Cybersecurity researchers have uncovered a new supply chain attack targeting the NuGet package manager with malicious typosquats of Nethereum, a popular Ethereum .NET integration platform, to steal victims’ cryptocurrency wallet keys.
The package, Netherеum.All, has been found to harbor functionality to decode a command-and-control (C2) endpoint and exfiltrate mnemonic phrases, private keys, and keystore data, according to security company Socket.
The library was uploaded by a user named “nethereumgroup” on October 16, 2025. It was taken down from NuGet for violating the service’s Terms of Use four days later.
What’s notable about the NuGet package is that it swaps the last occurrence of the letter “e” with the Cyrillic homoglyph “e” (U+0435) to fool unsuspecting developers into downloading it.
In a further attempt to increase the credibility of the package, the threat actors have resorted to artificially inflating the download counts, claiming it has been downloaded 11.7 million times — a huge red flag given that it’s unlikely for an entirely new library to rack up such a high count within a short span of time.
“A threat actor can publish many versions, then script downloads of each .nupkg through the v3 flat-container or loop nuget.exe install and dotnet restore with no-cache options from cloud hosts,” security researcher Kirill Boychenko said. “Rotating IPs and user agents and parallelizing requests boosts volume while avoiding client caches.”
“The result is a package that appears ‘popular,’ which boosts placement for searches sorted by relevance and lends a false sense of proof when developers glance at the numbers.”

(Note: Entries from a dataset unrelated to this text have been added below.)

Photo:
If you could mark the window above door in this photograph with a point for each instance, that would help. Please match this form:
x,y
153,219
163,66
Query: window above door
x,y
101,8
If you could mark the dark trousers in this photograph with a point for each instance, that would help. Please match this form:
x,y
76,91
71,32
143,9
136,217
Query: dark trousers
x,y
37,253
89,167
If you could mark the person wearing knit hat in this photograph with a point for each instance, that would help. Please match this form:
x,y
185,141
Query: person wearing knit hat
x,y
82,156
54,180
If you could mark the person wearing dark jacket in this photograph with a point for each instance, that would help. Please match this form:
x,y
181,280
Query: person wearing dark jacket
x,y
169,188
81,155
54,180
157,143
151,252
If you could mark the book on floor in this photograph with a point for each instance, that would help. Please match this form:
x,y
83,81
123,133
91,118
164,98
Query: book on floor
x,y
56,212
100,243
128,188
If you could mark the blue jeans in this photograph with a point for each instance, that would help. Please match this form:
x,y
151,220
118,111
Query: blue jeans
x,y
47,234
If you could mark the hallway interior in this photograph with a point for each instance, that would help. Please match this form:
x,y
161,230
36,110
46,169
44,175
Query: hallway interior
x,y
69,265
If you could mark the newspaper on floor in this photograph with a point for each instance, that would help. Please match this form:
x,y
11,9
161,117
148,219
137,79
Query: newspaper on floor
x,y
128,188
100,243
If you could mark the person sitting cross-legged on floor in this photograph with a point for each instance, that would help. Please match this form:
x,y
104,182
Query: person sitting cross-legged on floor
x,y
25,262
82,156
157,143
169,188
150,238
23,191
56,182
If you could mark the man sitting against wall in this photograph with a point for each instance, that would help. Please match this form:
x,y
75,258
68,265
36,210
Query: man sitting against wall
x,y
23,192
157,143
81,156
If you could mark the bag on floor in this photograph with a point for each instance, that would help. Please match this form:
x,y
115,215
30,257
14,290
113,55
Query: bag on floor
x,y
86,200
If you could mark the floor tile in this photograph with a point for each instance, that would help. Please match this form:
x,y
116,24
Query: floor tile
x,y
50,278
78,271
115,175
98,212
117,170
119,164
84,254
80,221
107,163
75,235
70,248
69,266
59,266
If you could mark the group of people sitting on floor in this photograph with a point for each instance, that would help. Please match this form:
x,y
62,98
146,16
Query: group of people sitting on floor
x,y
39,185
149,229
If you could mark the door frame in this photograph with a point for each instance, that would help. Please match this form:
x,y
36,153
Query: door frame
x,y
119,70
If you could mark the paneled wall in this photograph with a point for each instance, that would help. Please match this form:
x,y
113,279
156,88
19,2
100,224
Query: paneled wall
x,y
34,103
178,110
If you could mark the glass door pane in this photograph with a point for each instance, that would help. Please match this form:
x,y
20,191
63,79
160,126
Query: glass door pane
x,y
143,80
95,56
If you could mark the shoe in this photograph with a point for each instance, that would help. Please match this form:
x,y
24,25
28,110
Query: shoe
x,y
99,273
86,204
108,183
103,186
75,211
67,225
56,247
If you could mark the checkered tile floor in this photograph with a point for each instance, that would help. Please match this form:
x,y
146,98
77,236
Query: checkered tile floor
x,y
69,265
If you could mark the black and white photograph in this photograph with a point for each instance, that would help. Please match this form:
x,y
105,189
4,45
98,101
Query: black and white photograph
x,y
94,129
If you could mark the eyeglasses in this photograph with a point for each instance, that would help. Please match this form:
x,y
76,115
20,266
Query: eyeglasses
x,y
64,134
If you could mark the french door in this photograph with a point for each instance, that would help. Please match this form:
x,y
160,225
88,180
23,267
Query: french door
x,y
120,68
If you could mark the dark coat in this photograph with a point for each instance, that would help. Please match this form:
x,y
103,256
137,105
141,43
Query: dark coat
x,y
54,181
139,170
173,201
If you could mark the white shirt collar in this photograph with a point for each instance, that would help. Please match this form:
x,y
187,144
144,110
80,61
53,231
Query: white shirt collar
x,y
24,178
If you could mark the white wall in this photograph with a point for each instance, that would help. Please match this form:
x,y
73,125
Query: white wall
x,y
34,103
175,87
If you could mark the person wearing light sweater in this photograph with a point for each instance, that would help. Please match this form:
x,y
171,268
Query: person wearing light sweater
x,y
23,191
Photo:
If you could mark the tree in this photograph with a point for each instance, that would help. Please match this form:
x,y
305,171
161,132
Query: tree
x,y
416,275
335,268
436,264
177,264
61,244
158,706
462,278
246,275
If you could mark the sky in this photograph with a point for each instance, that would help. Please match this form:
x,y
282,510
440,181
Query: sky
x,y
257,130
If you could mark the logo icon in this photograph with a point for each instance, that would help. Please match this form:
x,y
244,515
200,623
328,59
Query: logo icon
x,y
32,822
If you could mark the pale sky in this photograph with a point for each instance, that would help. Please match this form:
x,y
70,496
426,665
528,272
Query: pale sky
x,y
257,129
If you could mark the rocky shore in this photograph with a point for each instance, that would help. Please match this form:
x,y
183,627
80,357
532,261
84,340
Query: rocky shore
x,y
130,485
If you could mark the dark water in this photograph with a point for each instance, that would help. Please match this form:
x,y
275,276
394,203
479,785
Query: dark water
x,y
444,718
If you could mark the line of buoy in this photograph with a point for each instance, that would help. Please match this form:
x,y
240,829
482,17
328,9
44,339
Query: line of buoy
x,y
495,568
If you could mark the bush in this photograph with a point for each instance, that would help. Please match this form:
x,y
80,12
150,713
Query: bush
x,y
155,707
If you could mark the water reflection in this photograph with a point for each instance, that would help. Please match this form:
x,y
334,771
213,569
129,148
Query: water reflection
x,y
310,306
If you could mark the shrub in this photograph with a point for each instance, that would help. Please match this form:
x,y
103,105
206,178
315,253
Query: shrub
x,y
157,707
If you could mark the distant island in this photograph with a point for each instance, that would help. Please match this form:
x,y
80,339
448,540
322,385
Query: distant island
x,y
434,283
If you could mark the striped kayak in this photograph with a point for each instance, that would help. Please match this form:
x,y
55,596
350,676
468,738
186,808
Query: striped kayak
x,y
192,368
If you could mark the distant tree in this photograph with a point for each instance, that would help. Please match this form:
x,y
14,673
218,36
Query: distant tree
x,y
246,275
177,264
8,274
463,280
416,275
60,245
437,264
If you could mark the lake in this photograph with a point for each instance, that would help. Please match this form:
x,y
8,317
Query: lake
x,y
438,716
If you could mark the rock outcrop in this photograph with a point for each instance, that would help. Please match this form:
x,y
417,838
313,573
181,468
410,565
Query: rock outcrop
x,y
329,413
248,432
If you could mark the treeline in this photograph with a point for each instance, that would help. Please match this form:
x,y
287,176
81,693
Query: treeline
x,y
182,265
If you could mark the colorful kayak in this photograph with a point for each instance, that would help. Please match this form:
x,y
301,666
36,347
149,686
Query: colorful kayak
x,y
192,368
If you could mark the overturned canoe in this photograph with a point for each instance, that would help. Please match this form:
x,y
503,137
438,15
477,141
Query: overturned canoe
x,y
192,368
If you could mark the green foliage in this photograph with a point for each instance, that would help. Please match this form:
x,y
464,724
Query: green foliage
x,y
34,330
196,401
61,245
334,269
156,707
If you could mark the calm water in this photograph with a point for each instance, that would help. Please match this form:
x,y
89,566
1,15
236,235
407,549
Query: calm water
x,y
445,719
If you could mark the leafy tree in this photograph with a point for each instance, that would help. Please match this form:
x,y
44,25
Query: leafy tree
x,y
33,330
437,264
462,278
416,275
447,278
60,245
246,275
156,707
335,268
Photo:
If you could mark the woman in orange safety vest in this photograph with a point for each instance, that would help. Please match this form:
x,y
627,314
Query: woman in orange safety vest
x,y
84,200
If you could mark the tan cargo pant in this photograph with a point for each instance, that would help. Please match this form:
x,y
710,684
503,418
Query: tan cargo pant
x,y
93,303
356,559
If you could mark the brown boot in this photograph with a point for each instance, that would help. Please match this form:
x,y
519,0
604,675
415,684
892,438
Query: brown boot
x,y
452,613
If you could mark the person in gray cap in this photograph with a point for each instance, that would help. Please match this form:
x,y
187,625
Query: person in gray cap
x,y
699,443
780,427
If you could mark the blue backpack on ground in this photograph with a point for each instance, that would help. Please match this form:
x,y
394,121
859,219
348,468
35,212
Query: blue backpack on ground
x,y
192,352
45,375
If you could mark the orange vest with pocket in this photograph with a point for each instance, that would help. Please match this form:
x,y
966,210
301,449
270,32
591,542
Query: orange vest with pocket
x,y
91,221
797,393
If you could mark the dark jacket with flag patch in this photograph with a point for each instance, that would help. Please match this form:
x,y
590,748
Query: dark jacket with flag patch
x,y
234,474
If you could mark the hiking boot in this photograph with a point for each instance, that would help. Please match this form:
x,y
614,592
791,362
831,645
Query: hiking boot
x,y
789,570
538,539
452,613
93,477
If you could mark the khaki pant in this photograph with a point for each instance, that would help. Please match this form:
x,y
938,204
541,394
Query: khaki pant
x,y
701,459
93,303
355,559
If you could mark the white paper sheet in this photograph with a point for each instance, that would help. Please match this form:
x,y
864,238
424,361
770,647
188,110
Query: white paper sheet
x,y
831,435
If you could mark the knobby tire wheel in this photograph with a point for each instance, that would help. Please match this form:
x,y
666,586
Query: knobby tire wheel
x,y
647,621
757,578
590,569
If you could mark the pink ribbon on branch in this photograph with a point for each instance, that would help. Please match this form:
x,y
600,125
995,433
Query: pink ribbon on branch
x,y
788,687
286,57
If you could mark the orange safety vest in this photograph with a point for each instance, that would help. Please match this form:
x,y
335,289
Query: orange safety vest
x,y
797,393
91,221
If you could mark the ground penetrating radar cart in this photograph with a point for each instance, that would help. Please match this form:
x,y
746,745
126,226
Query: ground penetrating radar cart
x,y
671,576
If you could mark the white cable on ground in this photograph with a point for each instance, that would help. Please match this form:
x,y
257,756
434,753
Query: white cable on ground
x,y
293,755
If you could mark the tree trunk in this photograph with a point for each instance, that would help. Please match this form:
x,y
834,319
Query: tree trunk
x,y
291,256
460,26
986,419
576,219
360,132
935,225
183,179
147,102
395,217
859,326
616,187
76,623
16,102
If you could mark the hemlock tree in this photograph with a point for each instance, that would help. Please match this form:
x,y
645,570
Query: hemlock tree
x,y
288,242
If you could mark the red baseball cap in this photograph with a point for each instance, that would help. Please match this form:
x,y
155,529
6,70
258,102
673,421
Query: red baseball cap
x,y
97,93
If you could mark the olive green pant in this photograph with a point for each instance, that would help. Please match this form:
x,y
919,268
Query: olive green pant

The main payload within the NuGet package is within a function named EIP70221TransactionService.Shuffle, which parses an XOR-encoded string to extract the C2 server (solananetworkinstance[.]info/api/gads) and exfiltrates sensitive wallet data to the attacker.
The threat actor has been found to have previously uploaded another NuGet package called “NethereumNet” with the same deceptive functionality at the start of the month. It has already been removed by the NuGet security team.
This is not the first homoglyph typosquat that has been spotted in the NuGet repository. In July 2024, ReversingLabs documented details of several packages that impersonated their legitimate counterparts by substituting certain elements with their equivalents to bypass casual inspection.
Unlike other open-source package repositories like PyPI, npm, Maven Central, Go Module, and RubyGems that enforce restrictions on the naming scheme to ASCII, NuGet places no such constraints other than prohibiting spaces and unsafe URL characters, opening the door to abuse.
To mitigate such risks, users should carefully scrutinize libraries before downloading them, including verifying publisher identity and sudden download surges, and monitor for anomalous network traffic.